Generate a Graph (or Stack) from a Given Blockmodel Using Particular Expansion Rules


Description

blockmodel.expand takes a blockmodel and an expansion vector, and expands the former by making copies of the vertices.

Usage

blockmodel.expand(b, ev, mode="digraph", diag=FALSE)

Arguments

b

blockmodel object.

ev

a vector indicating the number of copies to make of each class (respectively).

mode

a string indicating whether the result should be a “graph” or “digraph”.

diag

a boolean indicating whether or not loops should be permitted.

Details

The primary use of blockmodel expansion is in generating test data from a blockmodeling hypothesis. Expansion is performed depending on the content type of the blockmodel; at present, only density is supported.

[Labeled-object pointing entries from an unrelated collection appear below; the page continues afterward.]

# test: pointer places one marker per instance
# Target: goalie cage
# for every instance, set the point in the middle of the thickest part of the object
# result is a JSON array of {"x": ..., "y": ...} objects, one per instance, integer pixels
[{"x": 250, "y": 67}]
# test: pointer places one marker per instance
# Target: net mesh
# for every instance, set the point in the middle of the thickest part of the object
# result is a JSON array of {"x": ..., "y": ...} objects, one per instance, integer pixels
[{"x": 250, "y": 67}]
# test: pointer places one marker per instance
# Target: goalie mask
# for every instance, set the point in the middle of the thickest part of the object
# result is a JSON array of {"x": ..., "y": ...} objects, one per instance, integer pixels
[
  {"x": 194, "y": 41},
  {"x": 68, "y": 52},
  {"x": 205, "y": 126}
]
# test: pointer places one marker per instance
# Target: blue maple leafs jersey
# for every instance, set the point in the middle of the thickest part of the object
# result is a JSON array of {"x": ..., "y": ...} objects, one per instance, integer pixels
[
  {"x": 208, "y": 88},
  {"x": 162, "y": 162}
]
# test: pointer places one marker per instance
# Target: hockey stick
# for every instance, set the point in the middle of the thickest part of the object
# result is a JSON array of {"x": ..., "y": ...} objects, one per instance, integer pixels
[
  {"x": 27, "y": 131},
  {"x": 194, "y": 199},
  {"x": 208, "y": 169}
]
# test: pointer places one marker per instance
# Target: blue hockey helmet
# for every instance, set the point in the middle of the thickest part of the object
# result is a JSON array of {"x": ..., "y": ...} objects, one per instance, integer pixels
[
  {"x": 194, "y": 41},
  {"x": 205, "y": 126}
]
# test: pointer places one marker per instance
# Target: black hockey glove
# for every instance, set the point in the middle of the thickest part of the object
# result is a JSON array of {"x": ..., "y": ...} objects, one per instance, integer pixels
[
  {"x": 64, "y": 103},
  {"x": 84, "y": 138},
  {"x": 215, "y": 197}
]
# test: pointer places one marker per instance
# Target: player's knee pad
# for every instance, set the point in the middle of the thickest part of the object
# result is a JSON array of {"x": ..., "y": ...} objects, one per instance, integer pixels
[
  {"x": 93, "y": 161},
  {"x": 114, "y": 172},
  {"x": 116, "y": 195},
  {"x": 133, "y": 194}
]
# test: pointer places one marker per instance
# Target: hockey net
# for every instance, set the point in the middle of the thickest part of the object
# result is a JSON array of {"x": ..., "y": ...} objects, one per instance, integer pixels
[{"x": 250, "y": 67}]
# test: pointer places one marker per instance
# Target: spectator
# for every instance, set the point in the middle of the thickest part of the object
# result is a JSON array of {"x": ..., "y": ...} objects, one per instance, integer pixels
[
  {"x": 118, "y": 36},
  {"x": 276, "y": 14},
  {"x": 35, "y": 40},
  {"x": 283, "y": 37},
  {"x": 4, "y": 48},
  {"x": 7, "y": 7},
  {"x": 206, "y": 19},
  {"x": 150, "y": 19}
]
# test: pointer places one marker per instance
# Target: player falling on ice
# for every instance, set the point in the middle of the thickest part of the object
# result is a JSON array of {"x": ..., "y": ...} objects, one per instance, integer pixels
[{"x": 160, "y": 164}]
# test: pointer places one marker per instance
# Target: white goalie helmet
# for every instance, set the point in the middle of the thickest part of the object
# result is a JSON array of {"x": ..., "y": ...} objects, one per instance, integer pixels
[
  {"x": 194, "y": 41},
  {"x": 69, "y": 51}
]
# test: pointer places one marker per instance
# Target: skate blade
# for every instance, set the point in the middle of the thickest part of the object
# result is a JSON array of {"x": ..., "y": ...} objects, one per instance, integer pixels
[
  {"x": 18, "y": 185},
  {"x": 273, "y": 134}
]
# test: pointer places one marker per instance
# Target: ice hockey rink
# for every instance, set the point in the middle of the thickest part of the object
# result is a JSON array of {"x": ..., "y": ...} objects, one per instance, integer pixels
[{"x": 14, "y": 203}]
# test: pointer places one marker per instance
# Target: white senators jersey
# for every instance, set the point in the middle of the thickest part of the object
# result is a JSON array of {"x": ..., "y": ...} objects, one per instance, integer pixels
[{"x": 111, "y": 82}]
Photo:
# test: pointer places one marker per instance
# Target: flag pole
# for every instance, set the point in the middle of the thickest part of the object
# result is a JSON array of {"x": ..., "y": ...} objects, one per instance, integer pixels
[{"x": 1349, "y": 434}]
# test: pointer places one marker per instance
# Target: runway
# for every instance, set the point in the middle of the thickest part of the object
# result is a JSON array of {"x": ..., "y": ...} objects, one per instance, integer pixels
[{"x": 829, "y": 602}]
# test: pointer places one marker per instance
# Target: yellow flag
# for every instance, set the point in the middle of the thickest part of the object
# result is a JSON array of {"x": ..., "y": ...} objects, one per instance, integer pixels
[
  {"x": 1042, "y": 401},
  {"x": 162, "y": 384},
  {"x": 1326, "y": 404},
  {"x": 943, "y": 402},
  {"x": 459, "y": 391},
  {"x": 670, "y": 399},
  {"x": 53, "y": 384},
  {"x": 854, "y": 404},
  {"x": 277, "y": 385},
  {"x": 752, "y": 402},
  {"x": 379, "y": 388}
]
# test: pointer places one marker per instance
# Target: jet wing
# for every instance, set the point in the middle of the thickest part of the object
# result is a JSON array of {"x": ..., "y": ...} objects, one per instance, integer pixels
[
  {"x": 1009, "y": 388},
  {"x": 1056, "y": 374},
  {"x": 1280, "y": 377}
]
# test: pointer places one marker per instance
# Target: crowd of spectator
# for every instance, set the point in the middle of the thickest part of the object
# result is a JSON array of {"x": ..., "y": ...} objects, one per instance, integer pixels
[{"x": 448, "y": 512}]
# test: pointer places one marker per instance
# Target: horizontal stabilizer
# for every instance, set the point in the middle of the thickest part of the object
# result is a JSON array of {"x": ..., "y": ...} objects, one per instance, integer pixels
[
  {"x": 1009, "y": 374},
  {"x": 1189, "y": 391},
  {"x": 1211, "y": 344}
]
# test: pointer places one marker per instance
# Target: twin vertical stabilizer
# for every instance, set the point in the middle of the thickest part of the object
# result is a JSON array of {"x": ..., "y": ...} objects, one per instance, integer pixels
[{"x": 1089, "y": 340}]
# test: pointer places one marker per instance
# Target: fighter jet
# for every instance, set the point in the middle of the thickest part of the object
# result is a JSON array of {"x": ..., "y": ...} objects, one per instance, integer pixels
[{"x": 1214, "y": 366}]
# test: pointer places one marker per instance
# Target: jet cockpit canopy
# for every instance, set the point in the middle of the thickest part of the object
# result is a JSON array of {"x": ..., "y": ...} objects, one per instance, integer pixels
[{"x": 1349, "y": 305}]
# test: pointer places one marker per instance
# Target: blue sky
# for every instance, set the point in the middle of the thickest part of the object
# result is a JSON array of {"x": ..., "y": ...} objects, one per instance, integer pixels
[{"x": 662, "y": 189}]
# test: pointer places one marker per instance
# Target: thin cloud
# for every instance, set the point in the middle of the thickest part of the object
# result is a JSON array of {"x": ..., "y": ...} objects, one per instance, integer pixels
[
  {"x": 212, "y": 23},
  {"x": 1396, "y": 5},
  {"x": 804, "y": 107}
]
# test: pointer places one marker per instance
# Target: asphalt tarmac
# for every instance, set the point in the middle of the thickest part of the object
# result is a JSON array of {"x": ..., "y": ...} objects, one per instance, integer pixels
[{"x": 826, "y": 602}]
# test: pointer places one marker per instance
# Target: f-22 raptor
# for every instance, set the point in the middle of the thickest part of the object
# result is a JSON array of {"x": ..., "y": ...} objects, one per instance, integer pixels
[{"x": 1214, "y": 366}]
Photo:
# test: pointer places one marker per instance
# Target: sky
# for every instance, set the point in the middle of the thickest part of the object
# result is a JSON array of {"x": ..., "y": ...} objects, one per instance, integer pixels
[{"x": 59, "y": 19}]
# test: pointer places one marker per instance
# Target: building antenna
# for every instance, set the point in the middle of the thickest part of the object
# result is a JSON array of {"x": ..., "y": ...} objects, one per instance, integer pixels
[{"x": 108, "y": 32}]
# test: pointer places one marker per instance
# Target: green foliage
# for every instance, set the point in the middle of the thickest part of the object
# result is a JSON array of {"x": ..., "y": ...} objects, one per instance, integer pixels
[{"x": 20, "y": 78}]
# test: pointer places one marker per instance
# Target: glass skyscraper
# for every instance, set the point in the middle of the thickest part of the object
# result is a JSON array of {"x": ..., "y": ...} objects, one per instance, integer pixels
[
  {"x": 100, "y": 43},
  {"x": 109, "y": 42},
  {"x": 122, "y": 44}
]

For the density content type, expansion is performed by interpreting the interclass density as an edge probability, and by drawing random graphs from the Bernoulli parameter matrix formed by expanding the density model. Thus, repeated calls to blockmodel.expand can be used to generate a sample for monte carlo null hypothesis tests under a Bernoulli graph model.

Value

An adjacency matrix, or stack thereof.

Note

Eventually, other content types will be supported.

Author(s)

Carter T. Butts buttsc@uci.edu

References

Doreian, P.; Batagelj, V.; and Ferligoj, A. (2005). Generalized Blockmodeling. Cambridge: Cambridge University Press.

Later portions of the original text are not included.